September 10, Tue 2013
1:00 pm, MRB 200 Conference Room
Dr. June Kwak
Department of Cell Biology & Molecular Genetics, University of Maryland
Global climate change, Drought, and Agriculture: Genetic dissection and systems analysis of cell-type specific networks to tackle plant’s response to drought
Water stress is one of the major environmental problems causing a severe reduction in agricultural production. Fresh water scarcity is one of the major global problems in this century. As global temperatures rise, we will encounter increased variability in amounts and distribution of precipitation, increased water demand, and enhanced susceptibility to drought. This will result in profound impacts on global fresh water resources, 65% of which are used for agriculture. Therefore, the use of water stress tolerant crops could lead to a reduction in agricultural losses under drought. In addition, improved efficiency in fresh water use could result from decreasing water consumption of plants by manipulating crops to have reduced transpiration or require less water. In my laboratory, we investigate the signaling network involved in drought response to provide new insights into cellular mechanisms regulating water stress response in plants.
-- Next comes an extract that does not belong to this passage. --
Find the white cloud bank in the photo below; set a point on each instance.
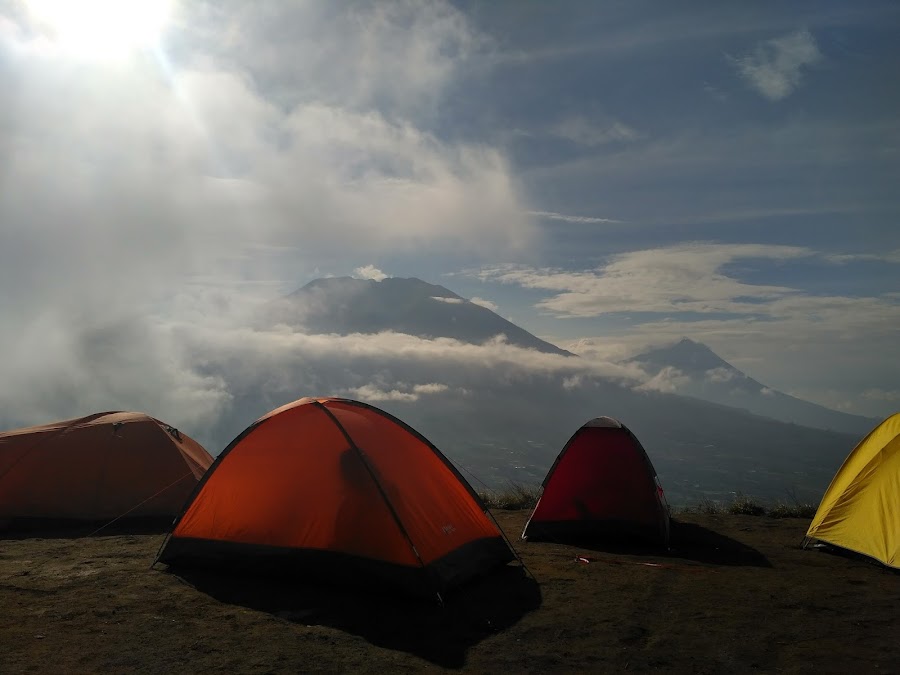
(779, 335)
(775, 67)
More specifically, we use genetic and systems analysis to dissect cell-type specific networks to tackle plant’s response to drought and the plant hormone abscisic acid (ABA). In addition to our effort to genetically dissect ABA signaling in guard cells using various Arabidopsis mutants for specific molecular components, we are currently focusing on analysis of the cellular activity and gene expression in canola guard cells that influence how plants respond to drought that causes serious damage to crops. We believe that translation of knowledge and results arising from our research will help to develop practical universal strategies for improving drought tolerance in a variety of crop species.